Our collective vision for an “Integral and Feminist Agrarian Reform” is rooted in the 4Rs framework:

  • Recognition: Respecting and protecting collective and customary tenure systems, particularly for Indigenous Peoples and marginalized communities.
  • Redistribution: Ensuring the equitable transfer of land, power, and wealth to landless peasants, women, and youth, while placing caps on corporate land ownership.
  • Restitution and Reparation: Restoring control to those dispossessed by colonization, conflict, and forced evictions, including the settlement of historical debts to Indigenous nations.
  • Regulation: Implementing strict public interest regulations to limit the influence of market forces and financial speculation on natural resources.

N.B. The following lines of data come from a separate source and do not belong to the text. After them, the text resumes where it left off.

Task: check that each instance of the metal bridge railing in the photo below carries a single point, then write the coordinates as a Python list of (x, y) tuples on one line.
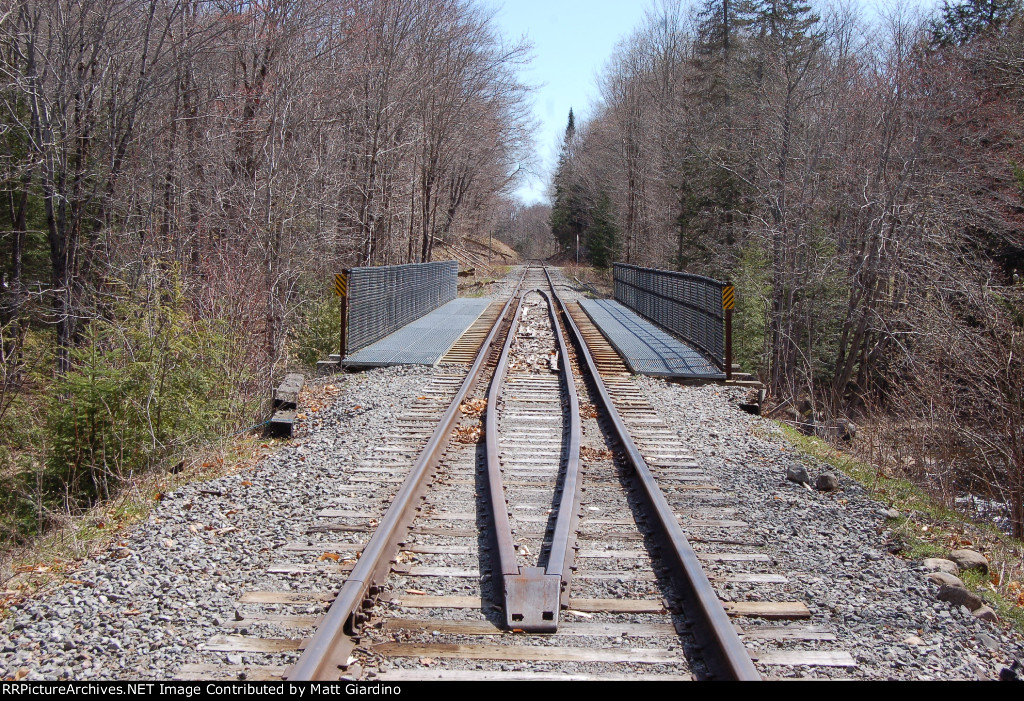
[(379, 301), (690, 306)]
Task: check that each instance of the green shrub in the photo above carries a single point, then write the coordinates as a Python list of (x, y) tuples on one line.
[(144, 385), (316, 333)]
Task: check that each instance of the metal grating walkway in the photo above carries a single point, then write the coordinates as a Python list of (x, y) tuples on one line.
[(424, 341), (644, 347)]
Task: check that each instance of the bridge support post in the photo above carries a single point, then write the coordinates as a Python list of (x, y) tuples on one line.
[(728, 302), (341, 290)]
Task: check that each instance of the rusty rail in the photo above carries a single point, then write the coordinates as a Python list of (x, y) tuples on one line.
[(704, 609), (532, 595)]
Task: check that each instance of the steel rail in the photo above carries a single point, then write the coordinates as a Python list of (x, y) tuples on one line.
[(331, 645), (532, 595), (705, 610)]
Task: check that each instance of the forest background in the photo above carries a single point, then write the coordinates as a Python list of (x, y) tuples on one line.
[(180, 178)]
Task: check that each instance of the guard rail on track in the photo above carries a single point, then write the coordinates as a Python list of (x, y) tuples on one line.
[(381, 300), (690, 306)]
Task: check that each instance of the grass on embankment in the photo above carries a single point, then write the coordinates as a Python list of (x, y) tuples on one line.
[(926, 528)]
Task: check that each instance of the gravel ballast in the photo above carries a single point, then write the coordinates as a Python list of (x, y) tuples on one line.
[(146, 605), (142, 609), (833, 546)]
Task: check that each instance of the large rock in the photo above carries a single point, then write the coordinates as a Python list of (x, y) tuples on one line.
[(940, 565), (970, 560), (798, 474), (944, 578), (986, 613), (957, 596), (826, 482)]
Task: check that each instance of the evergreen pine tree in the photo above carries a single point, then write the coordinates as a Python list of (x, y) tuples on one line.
[(602, 235), (568, 210)]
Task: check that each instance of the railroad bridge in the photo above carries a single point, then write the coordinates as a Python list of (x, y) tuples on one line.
[(534, 472), (660, 322)]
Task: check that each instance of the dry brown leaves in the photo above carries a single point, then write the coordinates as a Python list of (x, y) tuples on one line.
[(473, 407), (592, 454), (468, 434)]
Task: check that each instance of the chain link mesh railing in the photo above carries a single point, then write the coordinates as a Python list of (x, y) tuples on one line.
[(384, 299), (687, 305)]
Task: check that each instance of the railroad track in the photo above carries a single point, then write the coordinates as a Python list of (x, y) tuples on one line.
[(535, 519)]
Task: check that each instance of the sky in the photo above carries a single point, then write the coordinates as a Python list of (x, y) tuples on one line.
[(572, 41)]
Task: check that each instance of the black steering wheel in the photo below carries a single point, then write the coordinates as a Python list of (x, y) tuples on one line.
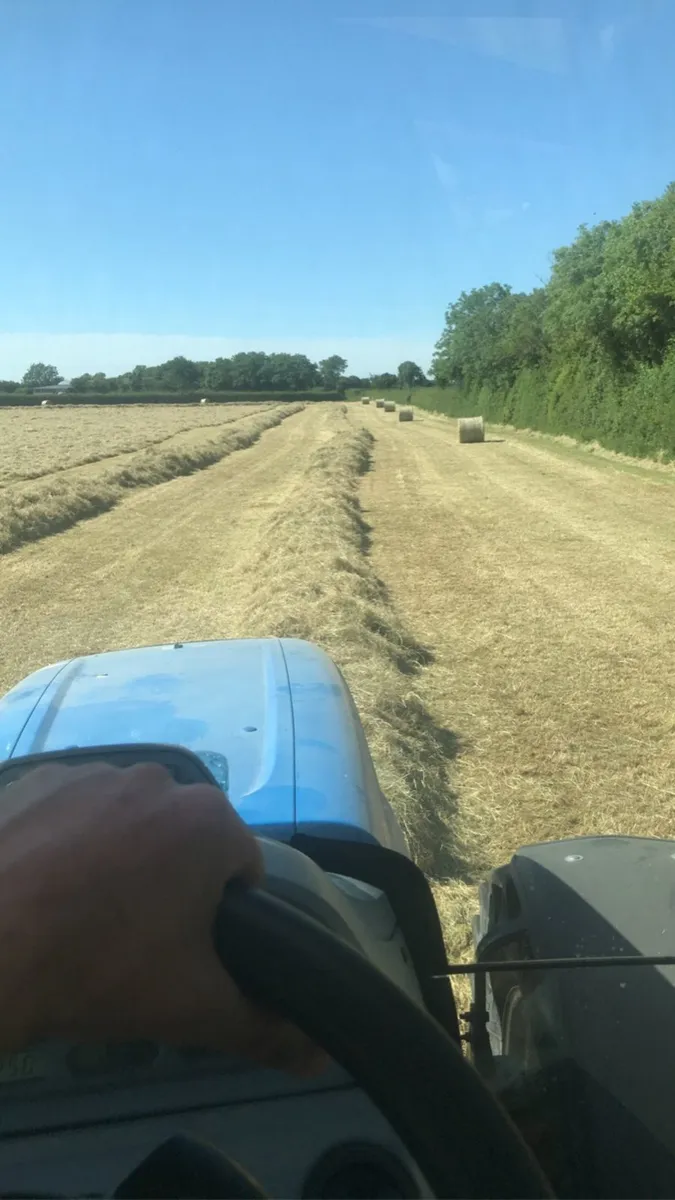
[(460, 1138)]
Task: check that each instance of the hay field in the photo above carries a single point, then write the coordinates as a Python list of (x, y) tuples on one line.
[(502, 612), (37, 442), (54, 499)]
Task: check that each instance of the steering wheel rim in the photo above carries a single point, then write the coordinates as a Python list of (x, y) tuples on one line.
[(461, 1139)]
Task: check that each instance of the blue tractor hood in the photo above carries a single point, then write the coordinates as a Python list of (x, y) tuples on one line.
[(272, 718)]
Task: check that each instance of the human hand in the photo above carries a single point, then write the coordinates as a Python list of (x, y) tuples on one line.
[(109, 882)]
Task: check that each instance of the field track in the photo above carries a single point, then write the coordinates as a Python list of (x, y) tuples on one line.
[(505, 615)]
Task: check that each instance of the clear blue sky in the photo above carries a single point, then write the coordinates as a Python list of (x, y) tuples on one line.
[(204, 175)]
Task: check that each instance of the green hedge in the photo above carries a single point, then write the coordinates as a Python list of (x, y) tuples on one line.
[(584, 400), (25, 400)]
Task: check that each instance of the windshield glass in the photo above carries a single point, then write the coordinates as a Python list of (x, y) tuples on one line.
[(356, 327)]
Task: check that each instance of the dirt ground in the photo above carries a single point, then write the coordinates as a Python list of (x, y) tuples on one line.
[(538, 582)]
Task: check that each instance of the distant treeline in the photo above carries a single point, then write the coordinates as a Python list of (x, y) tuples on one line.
[(590, 354), (31, 400), (246, 372)]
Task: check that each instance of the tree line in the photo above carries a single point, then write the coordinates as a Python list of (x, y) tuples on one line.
[(591, 353), (252, 371)]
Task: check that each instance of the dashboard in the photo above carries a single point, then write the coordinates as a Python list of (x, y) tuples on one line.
[(77, 1120)]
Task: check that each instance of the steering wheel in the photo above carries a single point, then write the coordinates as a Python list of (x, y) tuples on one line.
[(460, 1138)]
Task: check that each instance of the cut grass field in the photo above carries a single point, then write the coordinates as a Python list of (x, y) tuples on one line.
[(59, 499), (37, 442), (502, 613)]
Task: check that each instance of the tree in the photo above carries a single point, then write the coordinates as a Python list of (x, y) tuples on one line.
[(179, 375), (411, 376), (384, 381), (41, 375), (332, 371)]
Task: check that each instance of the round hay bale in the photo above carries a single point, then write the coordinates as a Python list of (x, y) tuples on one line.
[(471, 429)]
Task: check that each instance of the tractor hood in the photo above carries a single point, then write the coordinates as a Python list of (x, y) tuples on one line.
[(272, 718)]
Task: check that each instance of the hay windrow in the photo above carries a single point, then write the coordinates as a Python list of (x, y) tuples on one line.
[(312, 579), (29, 513)]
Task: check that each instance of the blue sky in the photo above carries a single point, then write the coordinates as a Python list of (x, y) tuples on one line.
[(202, 177)]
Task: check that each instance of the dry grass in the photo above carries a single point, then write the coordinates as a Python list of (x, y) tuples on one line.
[(545, 586), (30, 511), (311, 577), (503, 618), (37, 442)]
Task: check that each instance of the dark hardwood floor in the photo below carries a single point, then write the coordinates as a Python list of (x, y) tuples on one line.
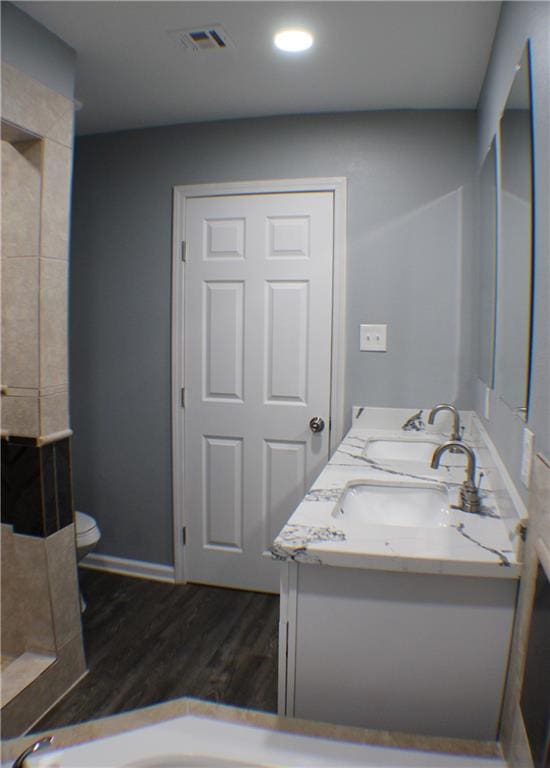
[(148, 642)]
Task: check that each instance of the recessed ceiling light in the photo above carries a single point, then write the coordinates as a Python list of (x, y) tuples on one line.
[(293, 40)]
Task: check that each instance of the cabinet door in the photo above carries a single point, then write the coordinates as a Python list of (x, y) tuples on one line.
[(392, 651)]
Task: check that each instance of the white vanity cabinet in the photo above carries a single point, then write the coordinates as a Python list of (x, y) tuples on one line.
[(413, 652)]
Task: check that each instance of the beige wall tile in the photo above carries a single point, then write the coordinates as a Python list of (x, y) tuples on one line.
[(20, 416), (53, 322), (20, 308), (30, 105), (54, 414), (21, 179), (26, 601), (61, 555), (56, 189), (37, 698)]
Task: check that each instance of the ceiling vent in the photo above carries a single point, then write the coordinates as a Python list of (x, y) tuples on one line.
[(210, 37)]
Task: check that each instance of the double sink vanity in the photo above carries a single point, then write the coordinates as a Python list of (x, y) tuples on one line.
[(397, 605)]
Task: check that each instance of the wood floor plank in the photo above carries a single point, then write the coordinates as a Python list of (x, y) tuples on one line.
[(148, 642)]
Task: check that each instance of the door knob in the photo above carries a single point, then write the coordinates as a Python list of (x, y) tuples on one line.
[(316, 424)]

In this regard, our core demands and proposals toward ICARRD+20 are the following:

  • Acknowledge Root Causes: States must conduct an honest assessment of the structural drivers of the current crisis, including the failures of market-based reforms and the impact of militarization and occupation.
  • Commit to Structural Transformation: Reject the commodification of nature and move toward public policies that shift power from corporations to people – with special attention towards women, youth and gender-diverse and sexually-diverse peoples.
  • National Policy Implementation: Develop comprehensive, gender-sensitive agrarian reform plans that prioritize the rights of women, youth, and landless workers – especially from historically oppressed castes and groups.
  • Corporate Accountability and Financial Justice: End corporate resource grabs and “definancialize” land and water, removing them from the logic of speculative markets.
  • Strong Monitoring Mechanisms: Strengthen the role of the CFS in monitoring the implementation of the Tenure Guidelines and the outcomes and commitments of ICARRD+20. Outcomes of ICARRD+20 should be reported to all relevant UN institutions, including the UN Human Rights System, the Rio Conventions (CBD, UNFCCC and UNCCD), UNCTAD, IFAD, UNDP etc. Establish international, national and regional observatories to monitor progress and reform the FAO’s Global Land Observatory into a participatory platform for community-led data.

Our position paper captures these demands in its full nuance and detail. (English, Spanish, French)


The struggle for agrarian reform today is inseparable from the struggle against ecological collapse and imperialist expansion. In Cartagena, the world’s social movements are standing firm:

Peoples’ control over land, water, and territories, NOW! Popular Agrarian Reform, Now!